On the plus side, everything is smartly laid out. Controls and switches are logically placed, and general comfort is quite high. The GX’s boxy design offers good visibility and the second-row seating area has a good amount of space for normal-sized adults.
As for the third row, well, it’s a third row. Better for luggage than people, but fine for small kids. Maximum cargo space is rated at 1,833 litres. Overall, I’d say space is adequate but that will depend on one’s needs. Compared to other seven-passenger SUVs I’ve driven, the GX is on the smaller side and is something to consider.
On the road
The 4.6-litre V8 isn’t especially quick off the line and doesn’t feel powerful through the rev range, but peak torque arrives at just 3,500 rpm, so you won’t have to mash the throttle to get the most out of it. Generally, the GX doesn’t excel on pavement – brake feel lacks precision, lots of body roll in cornering, acceleration is so-so – but it’s acceptable for most daily driving situations.
Powertrains in big SUVs are generally best suited to long-haul cruising on the highway, and the GX is no exception. The 4.6 and 6-speed automatic could push the GX’s 2,359 kg. (5,179 lb.) all the way to Florida – assuming the border re-opens someday – without breaking a sweat.
The 6-speed autobox isn’t the most efficient gearbox in 2020, but the 13.5L / 100 km average I logged is better than spec, although I concede the number would be far worse if my tester was loaded with passengers, cargo and / or towing a trailer. Incidentally, the GX has a max towing rating of 2,948 kg. (6,500 lb.).
Note: I am aware of the GX’s off-road pedigree it shares with Toyota’s Land Cruiser family. Unfortunately, I did not have the opportunity to go off-pavement this time around, so I have no impressions to share in that regard. Next time.
In a sense it feels like the GX’s time has come and gone. A once proud and shiny status object that the relentless march of technology has rendered almost irrelevant, or at least retrograde.
But couldn’t the same be said for all body-on-frame SUVs in 2020? They are all anachronisms to varying degrees with their big V8s, hulking structures and lack of electrified powertrains. The category has its drawbacks, and so does the GX.
On-road performance is mediocre, it feels small inside for a seven-passenger vehicle and the cabin is showing its age.
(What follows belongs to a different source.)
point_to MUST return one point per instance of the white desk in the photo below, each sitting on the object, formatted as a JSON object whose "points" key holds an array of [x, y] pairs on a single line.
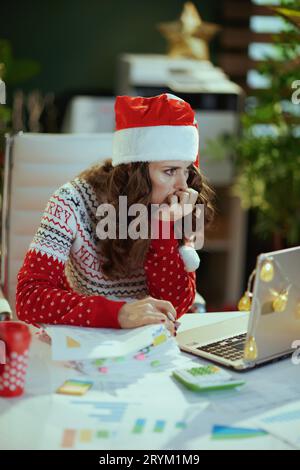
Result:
{"points": [[22, 420]]}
But it also has strengths: loaded with premium content, respected off-road pedigree and Lexus build quality, all for a reasonable price.
The GX isn’t cutting edge now, nor has it really ever been. But it’s the product of decades worth of proven technology that owners can trust. True, the GX’s market is small, at least in Canada, but those who invest know exactly what they’re buying. And it’s hard to put a price on that.